Drought research has largely focused on the workings of air currents that arise from variations in sea-surface temperature in the Pacific Ocean known as El Nino and La Nina.
The most significant in terms of drought is La Nina. During La Nina years, precipitation belts shift north, parching the Southwest.
The latest study investigated the possibility of a broader, global climatic mechanism that could cause drought. Specifically, they looked at the Hadley cell, one of the planet's most powerful atmospheric circulation patterns, driving weather in the tropics and subtropics.
Within the cell, air rises at the equator, moves toward the poles and descends over the subtropics.
Increasing levels of greenhouse gases, the researchers said, warms the atmosphere, which expands the poleward reach of the Hadley cell. Dry air, which suppresses precipitation, then descends over a wider expanse of the Mediterranean region, the Middle East and North America.
All of those areas would be similarly affected, though the study examined only the effect on North America in a swath reaching from Kansas to California and south into Mexico.
The researchers tested a "middle of the road" scenario of future carbon dioxide emissions to predict rainfall and evaporation.
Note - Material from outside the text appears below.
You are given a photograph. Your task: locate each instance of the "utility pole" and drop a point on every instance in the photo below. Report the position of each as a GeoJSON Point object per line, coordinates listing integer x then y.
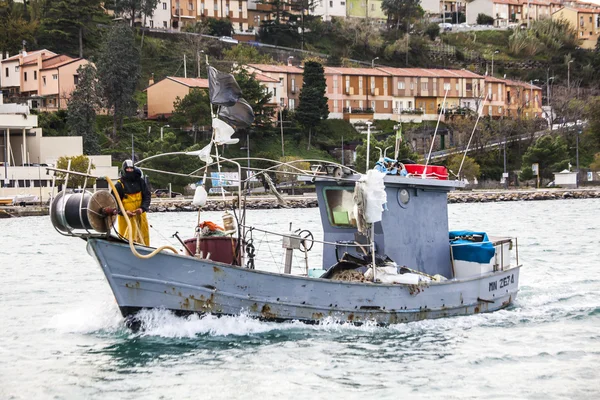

They assumed that emissions would rise until 2050 and then decline. The carbon dioxide concentration in the atmosphere would be 720 parts per million in 2100, compared with about 380 parts per million today.
The computer models, on average, found about a 15% decline in surface moisture -- which is calculated by subtracting evaporation from precipitation -- from 2021 to 2040, as compared with the average from 1950 to 2000.
A 15% drop led to the conditions that caused the Dust Bowl in the Great Plains and the northern Rockies during the 1930s.
Even without the circulation changes, global warming intensifies existing patterns of vapor transport, causing dry areas to get drier and wet areas to get wetter. When it rains, it is likely to rain harder, but scientists said that was unlikely to make up for losses from a shifting climate.
Kelly Redmond, deputy director of the Western Regional Climate Center in Reno, who was not involved in the study, said he thought the region would still have periodic wet years that were part of the natural climate variation.
But, he added, "In the future we may see fewer such very wet years."